3.2.2. Screening for Antibacterial Activity by the Disc Diffusion Method

Disc diffusion assays for antimicrobial susceptibility testing were carried out in-line with the standard method first described by Bauer (1966), to assess if the compounds had any appreciable antibacterial activities. The broad spectrum antibiotic ciprofloxacin was included in these qualitative tests as a comparator and positive control. Bacterial suspensions were prepared from fresh, overnight, agar cultures in sterile distilled water and adjusted to a 0.5 McFarland turbidity standard (Remel, Lenexa, KS, USA). These suspensions were used to seed Iso-sensitest agar (Oxoid, Hampshire, UK) plates evenly using a sterile swab [33].
For test compounds, each was dissolved to 10 mg/mL in DMSO, and different amounts of each (typically 10, 100 and 200 µg) were loaded from the working stock solution onto 6-mm diameter sterile Whatmann paper discs (Fisher Scientific, Loughborough, UK) and allowed to dry. The loaded discs were placed flat on the surface of the agar lawns. Each test plate was comprised of five discs: three impregnated, one positive control (ciprofloxacin 5 µg) and one negative control (impregnated with 20 µL of 100% DMSO). The plates were incubated at 37 °C for 24 h. At the end of incubation, the plates were examined for zones of inhibition. Diameters of inhibition zones were measured (in mm) and recorded. If any activity was observed, the test was repeated on a separate day, using another fresh culture.
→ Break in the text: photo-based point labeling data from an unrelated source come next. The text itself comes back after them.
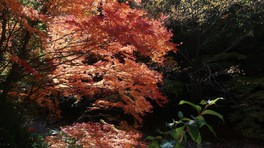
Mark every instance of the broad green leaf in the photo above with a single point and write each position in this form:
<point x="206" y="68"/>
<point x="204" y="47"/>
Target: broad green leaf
<point x="201" y="121"/>
<point x="154" y="144"/>
<point x="195" y="134"/>
<point x="178" y="134"/>
<point x="203" y="102"/>
<point x="211" y="112"/>
<point x="197" y="107"/>
<point x="186" y="119"/>
<point x="211" y="129"/>
<point x="214" y="101"/>
<point x="180" y="114"/>
<point x="151" y="138"/>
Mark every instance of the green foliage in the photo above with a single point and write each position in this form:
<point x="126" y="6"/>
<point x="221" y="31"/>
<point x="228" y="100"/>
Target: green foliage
<point x="185" y="127"/>
<point x="249" y="114"/>
<point x="37" y="141"/>
<point x="221" y="55"/>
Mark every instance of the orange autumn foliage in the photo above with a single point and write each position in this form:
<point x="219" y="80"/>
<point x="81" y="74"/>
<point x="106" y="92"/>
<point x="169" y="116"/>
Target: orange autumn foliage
<point x="95" y="50"/>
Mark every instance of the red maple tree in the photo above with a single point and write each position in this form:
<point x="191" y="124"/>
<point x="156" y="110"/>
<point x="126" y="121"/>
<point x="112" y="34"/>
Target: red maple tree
<point x="94" y="50"/>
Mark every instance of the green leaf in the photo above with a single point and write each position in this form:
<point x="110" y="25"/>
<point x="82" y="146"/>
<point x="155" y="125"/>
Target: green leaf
<point x="151" y="138"/>
<point x="214" y="101"/>
<point x="197" y="107"/>
<point x="203" y="102"/>
<point x="154" y="144"/>
<point x="178" y="134"/>
<point x="201" y="121"/>
<point x="186" y="119"/>
<point x="211" y="129"/>
<point x="211" y="112"/>
<point x="180" y="114"/>
<point x="195" y="134"/>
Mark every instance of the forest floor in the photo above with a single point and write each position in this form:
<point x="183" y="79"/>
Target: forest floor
<point x="104" y="135"/>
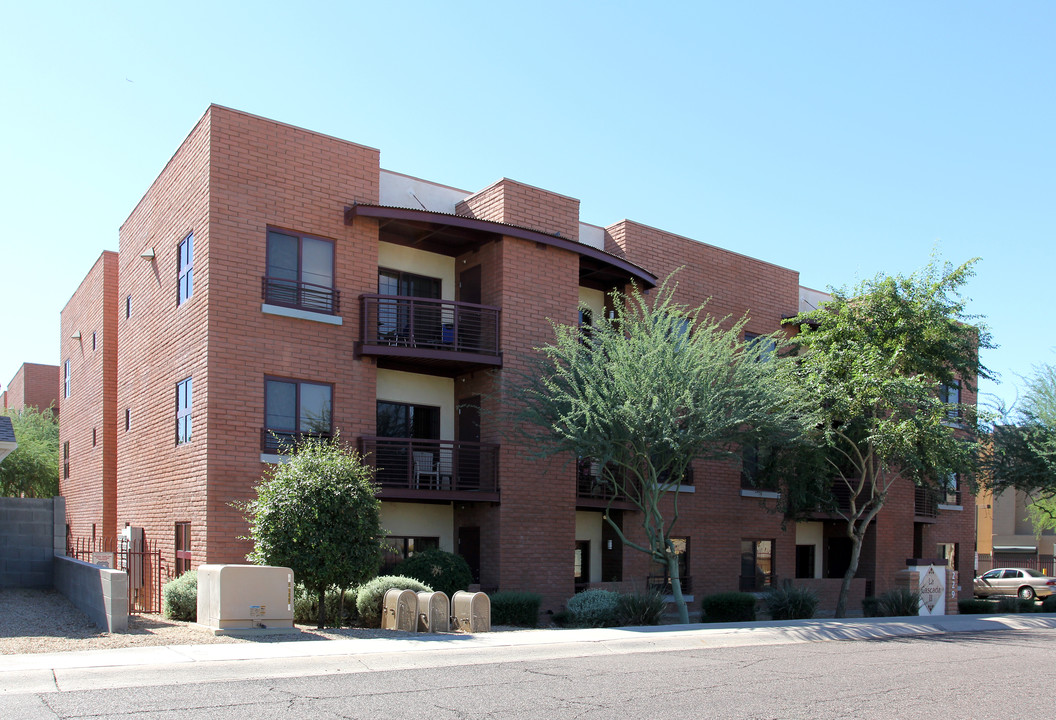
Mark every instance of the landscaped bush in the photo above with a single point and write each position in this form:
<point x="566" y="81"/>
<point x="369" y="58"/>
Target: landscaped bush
<point x="372" y="594"/>
<point x="640" y="608"/>
<point x="728" y="607"/>
<point x="180" y="598"/>
<point x="791" y="603"/>
<point x="306" y="607"/>
<point x="594" y="608"/>
<point x="976" y="607"/>
<point x="515" y="608"/>
<point x="442" y="571"/>
<point x="899" y="603"/>
<point x="1013" y="605"/>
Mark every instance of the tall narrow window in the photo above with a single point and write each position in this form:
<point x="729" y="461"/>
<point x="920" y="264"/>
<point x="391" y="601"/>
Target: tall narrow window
<point x="184" y="411"/>
<point x="186" y="269"/>
<point x="183" y="546"/>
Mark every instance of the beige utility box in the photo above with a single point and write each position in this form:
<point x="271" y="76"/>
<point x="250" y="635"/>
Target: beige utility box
<point x="399" y="610"/>
<point x="245" y="597"/>
<point x="434" y="612"/>
<point x="471" y="611"/>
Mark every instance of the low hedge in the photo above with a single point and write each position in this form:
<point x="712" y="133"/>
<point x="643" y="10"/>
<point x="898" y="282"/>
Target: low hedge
<point x="515" y="608"/>
<point x="180" y="598"/>
<point x="728" y="607"/>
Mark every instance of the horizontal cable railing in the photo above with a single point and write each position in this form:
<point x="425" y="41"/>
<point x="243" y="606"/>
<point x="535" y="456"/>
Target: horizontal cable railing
<point x="413" y="463"/>
<point x="425" y="323"/>
<point x="301" y="296"/>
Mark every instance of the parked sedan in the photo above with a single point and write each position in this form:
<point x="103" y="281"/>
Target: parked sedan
<point x="1026" y="584"/>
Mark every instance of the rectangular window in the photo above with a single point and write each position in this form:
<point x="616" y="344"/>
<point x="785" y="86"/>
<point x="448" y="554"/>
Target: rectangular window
<point x="183" y="546"/>
<point x="293" y="408"/>
<point x="184" y="411"/>
<point x="397" y="549"/>
<point x="756" y="565"/>
<point x="300" y="272"/>
<point x="951" y="396"/>
<point x="186" y="269"/>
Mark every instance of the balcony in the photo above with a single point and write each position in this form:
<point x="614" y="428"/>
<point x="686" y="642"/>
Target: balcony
<point x="442" y="336"/>
<point x="414" y="469"/>
<point x="300" y="296"/>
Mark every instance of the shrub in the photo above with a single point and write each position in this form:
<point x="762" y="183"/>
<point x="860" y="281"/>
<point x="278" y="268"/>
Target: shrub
<point x="180" y="598"/>
<point x="1013" y="605"/>
<point x="640" y="608"/>
<point x="306" y="607"/>
<point x="899" y="603"/>
<point x="594" y="608"/>
<point x="976" y="607"/>
<point x="444" y="571"/>
<point x="372" y="594"/>
<point x="728" y="607"/>
<point x="791" y="603"/>
<point x="515" y="608"/>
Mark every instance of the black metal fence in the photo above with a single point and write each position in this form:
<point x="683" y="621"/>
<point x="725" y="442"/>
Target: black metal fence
<point x="142" y="560"/>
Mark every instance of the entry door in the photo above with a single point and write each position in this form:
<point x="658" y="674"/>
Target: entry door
<point x="469" y="455"/>
<point x="469" y="548"/>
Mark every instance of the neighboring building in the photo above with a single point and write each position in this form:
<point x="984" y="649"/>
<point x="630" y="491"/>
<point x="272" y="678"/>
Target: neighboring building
<point x="34" y="385"/>
<point x="275" y="281"/>
<point x="8" y="442"/>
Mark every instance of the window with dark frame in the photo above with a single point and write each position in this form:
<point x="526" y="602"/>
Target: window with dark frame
<point x="183" y="546"/>
<point x="756" y="564"/>
<point x="300" y="272"/>
<point x="296" y="408"/>
<point x="184" y="403"/>
<point x="186" y="269"/>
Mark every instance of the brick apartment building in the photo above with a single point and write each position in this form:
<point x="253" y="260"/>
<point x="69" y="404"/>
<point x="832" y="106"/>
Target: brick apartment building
<point x="34" y="385"/>
<point x="276" y="281"/>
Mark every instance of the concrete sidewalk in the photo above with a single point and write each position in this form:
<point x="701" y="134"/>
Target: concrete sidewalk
<point x="59" y="671"/>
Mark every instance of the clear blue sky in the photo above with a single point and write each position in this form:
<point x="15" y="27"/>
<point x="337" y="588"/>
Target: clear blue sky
<point x="837" y="138"/>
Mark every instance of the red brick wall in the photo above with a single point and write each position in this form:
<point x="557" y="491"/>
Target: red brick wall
<point x="34" y="385"/>
<point x="89" y="411"/>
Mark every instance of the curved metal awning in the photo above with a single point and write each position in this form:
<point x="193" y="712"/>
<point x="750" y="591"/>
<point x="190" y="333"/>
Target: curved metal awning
<point x="453" y="234"/>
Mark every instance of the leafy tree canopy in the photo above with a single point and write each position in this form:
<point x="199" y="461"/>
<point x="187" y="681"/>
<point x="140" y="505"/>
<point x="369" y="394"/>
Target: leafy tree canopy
<point x="318" y="514"/>
<point x="645" y="393"/>
<point x="33" y="469"/>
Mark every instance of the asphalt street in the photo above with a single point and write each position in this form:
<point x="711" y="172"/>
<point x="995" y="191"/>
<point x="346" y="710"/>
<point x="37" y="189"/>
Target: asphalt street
<point x="894" y="668"/>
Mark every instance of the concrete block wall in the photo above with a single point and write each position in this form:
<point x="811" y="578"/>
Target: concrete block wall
<point x="32" y="531"/>
<point x="100" y="593"/>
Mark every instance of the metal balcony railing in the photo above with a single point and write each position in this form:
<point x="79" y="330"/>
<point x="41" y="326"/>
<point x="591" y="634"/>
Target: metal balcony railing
<point x="428" y="324"/>
<point x="300" y="296"/>
<point x="412" y="463"/>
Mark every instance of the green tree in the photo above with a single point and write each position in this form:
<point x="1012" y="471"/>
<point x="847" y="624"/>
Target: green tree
<point x="645" y="393"/>
<point x="877" y="360"/>
<point x="33" y="469"/>
<point x="1022" y="453"/>
<point x="318" y="514"/>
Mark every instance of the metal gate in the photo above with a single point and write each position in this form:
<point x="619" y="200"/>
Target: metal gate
<point x="140" y="559"/>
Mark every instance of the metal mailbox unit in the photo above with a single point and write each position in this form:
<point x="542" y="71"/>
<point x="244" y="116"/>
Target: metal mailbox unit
<point x="434" y="612"/>
<point x="399" y="610"/>
<point x="471" y="611"/>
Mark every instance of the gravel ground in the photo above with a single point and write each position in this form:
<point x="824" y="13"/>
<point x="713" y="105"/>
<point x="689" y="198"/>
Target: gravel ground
<point x="44" y="621"/>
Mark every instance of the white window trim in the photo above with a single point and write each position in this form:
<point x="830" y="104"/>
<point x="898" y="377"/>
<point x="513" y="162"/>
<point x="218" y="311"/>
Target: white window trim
<point x="301" y="315"/>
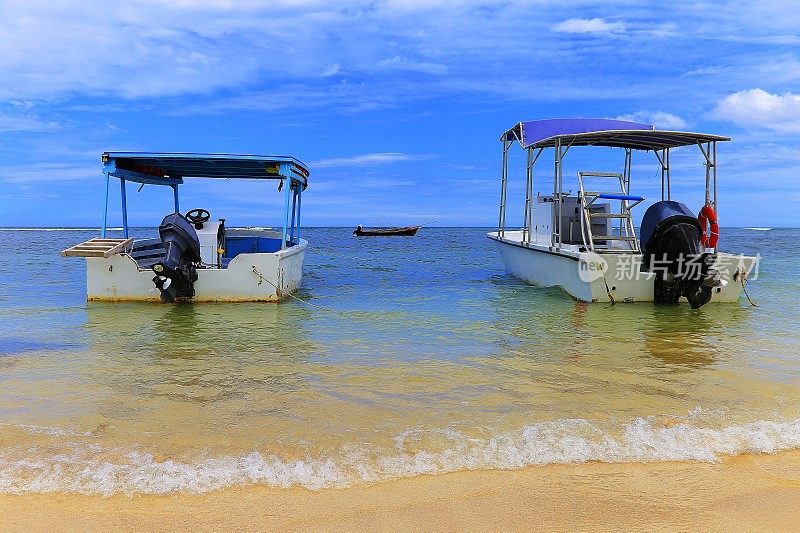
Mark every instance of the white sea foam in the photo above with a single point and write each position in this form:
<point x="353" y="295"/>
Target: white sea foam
<point x="87" y="468"/>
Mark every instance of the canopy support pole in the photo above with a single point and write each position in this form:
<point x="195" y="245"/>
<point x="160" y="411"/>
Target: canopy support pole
<point x="286" y="192"/>
<point x="627" y="169"/>
<point x="299" y="203"/>
<point x="124" y="208"/>
<point x="714" y="159"/>
<point x="501" y="223"/>
<point x="105" y="207"/>
<point x="669" y="183"/>
<point x="294" y="211"/>
<point x="555" y="214"/>
<point x="666" y="186"/>
<point x="175" y="196"/>
<point x="526" y="231"/>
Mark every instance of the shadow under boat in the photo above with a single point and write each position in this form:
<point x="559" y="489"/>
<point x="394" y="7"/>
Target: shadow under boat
<point x="671" y="336"/>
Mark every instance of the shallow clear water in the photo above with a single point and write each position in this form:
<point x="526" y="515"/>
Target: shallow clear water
<point x="414" y="355"/>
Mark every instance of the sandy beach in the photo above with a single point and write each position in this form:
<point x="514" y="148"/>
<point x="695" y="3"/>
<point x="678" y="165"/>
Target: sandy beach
<point x="744" y="493"/>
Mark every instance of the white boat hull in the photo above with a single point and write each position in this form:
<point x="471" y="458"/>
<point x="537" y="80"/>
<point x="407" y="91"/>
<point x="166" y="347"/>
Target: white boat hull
<point x="249" y="277"/>
<point x="538" y="265"/>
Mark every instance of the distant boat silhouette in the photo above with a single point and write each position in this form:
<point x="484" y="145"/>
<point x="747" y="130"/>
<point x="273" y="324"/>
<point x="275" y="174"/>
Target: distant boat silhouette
<point x="407" y="231"/>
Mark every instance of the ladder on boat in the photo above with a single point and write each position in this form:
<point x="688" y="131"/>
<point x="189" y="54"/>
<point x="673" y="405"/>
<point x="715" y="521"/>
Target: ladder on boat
<point x="626" y="232"/>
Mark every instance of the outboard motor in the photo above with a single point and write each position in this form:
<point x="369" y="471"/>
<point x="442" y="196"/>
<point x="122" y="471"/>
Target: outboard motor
<point x="176" y="274"/>
<point x="670" y="236"/>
3.2.3. Determination of Minimum Inhibitory Concentration of Compounds against Bacterial Strains

For quantitative assessment of activity, the MICs of the synthesised compounds plus ciprofloxacin were determined by the agar dilution method using Iso-sensitest agar. Agar dilution was in the range of 0.5–512 µg/mL of each compound, in doubling dilutions. Iso-sensitest agar was sterilised in 19-mL aliquots, using sufficient base powder for 20 mL. Once it had cooled to approximately 50 °C, an appropriate amount of the test compound was added in a volume of 1 mL, to give the desired final concentration per plate. Bacterial suspensions were prepared as in the previous section.
Strains were seeded (~10 µL) on to the freshly-prepared MIC agar plates using a multi-point inoculator (Denley, Guangzhou, China). After briefly allowing the inocula to dry, the plates were incubated overnight at 37 °C and the MIC was recorded as the lowest concentration of compound that inhibited bacterial growth completely, as indicated by the absence of any visible growth in the inoculation spot on the agar surface.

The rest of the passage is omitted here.